Here some solutions you can experiment.

1.Master lateral thinking methods. The good news is there are a vast number of innovation tools available to challenge our biases through lateral thinking methods. For example: Opposite Thinking, Analogy Thinking, Six Thinking Hats, Brain Writing to name just a few. Including one of the many good reasons for using post-its in workshops because they flatten hierarchy (authority bias). These are designed to break our biases intentionally and consciously by restricting our instinctive mental shortcuts so we can pursue more creative ideas and ultimately more innovative outcomes. The result is allowing us to diverge free associative thinking, devoid of biases, in a structured way to come-up with large numbers of ideas in order trigger more creative ideas and concepts to feed into the innovation pipeline.

2.Pay particular attention during tiring sessions (e.g. fuzzy front-end). After generating vast numbers of ideas on post-its to refine and develop, the challenge is then to assess and select the suitability of final ideas to pursue. Cognitive biases are sneaky culprits and can play a key influencing role here as well. It is vital to understand their impacts during the fuzzy front-end of the innovation process such as after intensive ideation rounds or towards the end of workshops when team fatigue can start to kick-in amplifies bias effects.

3.Ask external facilitators.
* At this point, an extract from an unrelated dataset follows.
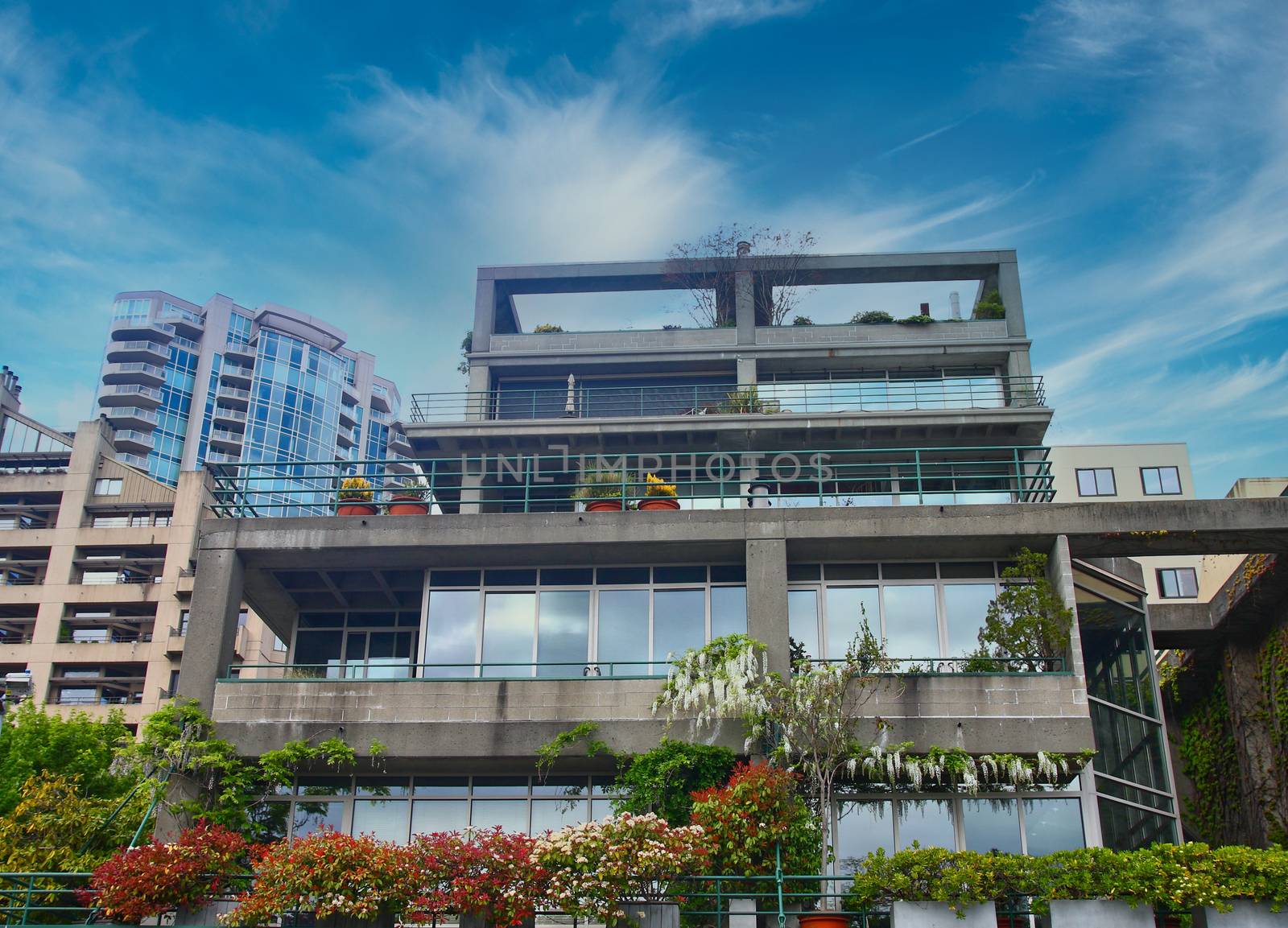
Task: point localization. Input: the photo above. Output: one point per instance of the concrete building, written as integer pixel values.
(96, 569)
(1122, 472)
(826, 475)
(187, 385)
The common problem with all cognitive biases is that they are subconscious and instinctive behaviors. Of course, having trained and skilled facilitators from outside your industry and team is key in identifying biases in action and they will actively challenge participants’ way of thinking. If needed, hire an innovation facilitator. Check, now we are aware (and can understand how they are influencing us), we can choose to interject consciously and challenge ourselves and others to break them in order to make better decisions for innovation outcomes.

To sum up : 3 steps to de-bias you and your teams. 1.Spot the biases. Identify specific biases affecting you or your team at key moments by listing them individually. 2.Know & conquer your enemy. Reflect and challenge biases identified by openly discussing impacts on current decision making at key decision-making points. 3.Overcome cognitive biases. Flip, reverse, remove biases identified by asking questions like:

  • What if x, y, z bias did not exist at this moment?
  • What if the opposite of this bias were true at this point?
  • Would you individually (or as a group) make the same decision in light of new awareness?
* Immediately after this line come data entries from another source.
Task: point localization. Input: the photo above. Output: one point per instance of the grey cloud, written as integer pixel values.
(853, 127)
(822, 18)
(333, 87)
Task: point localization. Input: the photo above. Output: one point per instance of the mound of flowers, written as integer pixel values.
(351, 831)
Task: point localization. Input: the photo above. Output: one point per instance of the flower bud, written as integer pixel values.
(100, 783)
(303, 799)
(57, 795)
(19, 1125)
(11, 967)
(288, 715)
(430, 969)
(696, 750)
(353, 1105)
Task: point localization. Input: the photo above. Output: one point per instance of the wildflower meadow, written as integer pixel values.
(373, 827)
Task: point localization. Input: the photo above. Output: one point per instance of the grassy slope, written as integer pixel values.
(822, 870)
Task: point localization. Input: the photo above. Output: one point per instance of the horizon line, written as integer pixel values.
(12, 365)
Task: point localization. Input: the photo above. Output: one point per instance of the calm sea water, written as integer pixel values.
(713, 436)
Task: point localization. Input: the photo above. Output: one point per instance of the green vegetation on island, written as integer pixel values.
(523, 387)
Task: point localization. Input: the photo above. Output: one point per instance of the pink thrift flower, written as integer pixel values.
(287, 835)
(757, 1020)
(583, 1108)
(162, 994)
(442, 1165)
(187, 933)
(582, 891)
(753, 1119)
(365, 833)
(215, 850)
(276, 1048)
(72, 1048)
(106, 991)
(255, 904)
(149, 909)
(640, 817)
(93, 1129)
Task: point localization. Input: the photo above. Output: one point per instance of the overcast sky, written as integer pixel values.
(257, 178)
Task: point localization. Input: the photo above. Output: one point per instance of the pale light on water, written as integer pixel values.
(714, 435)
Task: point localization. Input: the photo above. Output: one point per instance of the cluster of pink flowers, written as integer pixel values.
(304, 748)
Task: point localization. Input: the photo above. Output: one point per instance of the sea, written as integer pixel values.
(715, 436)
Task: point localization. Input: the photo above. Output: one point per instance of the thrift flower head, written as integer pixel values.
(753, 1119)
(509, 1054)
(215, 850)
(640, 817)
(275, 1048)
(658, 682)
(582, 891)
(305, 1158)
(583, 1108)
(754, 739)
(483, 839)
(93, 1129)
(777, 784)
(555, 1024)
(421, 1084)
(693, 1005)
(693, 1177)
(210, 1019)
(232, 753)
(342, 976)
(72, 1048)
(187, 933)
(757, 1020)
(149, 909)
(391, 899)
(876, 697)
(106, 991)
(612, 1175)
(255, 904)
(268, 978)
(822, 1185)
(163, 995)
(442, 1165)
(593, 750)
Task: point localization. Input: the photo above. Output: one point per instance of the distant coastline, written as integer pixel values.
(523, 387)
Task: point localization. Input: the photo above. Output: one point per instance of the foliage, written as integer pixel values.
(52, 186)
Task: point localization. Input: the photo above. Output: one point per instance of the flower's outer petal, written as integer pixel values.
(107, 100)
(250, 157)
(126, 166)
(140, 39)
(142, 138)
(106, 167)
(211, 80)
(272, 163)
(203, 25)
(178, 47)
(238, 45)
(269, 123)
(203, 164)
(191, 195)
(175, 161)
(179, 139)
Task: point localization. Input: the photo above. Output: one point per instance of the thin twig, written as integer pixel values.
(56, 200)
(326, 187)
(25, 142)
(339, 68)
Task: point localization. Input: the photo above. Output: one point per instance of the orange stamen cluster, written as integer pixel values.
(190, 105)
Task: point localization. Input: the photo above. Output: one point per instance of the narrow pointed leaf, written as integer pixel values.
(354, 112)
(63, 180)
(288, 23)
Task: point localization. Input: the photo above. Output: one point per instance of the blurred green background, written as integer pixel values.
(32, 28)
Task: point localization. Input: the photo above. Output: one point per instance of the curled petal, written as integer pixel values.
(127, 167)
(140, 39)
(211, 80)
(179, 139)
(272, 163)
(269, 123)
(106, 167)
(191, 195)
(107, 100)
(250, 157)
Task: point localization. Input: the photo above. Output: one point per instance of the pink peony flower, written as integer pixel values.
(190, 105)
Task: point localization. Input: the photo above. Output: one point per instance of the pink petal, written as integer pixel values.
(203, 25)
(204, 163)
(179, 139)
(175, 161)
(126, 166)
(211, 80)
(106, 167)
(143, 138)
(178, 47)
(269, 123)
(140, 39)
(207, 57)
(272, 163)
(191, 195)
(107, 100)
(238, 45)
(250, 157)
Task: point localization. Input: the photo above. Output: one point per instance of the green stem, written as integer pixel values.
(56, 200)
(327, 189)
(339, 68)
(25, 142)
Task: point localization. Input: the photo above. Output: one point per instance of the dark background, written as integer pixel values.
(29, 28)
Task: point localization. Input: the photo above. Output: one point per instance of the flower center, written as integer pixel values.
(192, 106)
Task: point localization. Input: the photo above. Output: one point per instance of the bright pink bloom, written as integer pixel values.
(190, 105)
Cognitive biases are particularly challenging for innovation as they have a profound impact on the creative right-side brain which is critical for divergent ideas to lead to disruptive concepts. Research has shown they have more of an effect towards poor decision making when teams are using intuitive or creative, right brained thinking which is entirely essential during the innovation process, rather than more rational left brain thinking. Right brain thinking is more risky and prone to biases as it deals with abstract unknowns vs. left brain thinking which deals with more logical concrete knowns.

As ongoing best practice, you should ensure you allocate regular time for ‘bias reflection moments’ at key decision points in your innovation process and it should take no more than 10-15 mins if you follow the 5-steps above. You should also make sure you have continued outsider perspectives to challenge team members and potential decisions before they are made, either through skilled facilitator’s or through assigning different personas to individual team members (disruptor, optimist, pessimist, creative, feelings etc).

Essentially though, it is about modifying instinctive reactions, reasoning and mental models of the world that we have developed through prior experience whilst consciously challenging the way we project our creative predictions about the future problems we are trying to solve. Actively thinking about the way you think and challenging it for better innovation outcomes.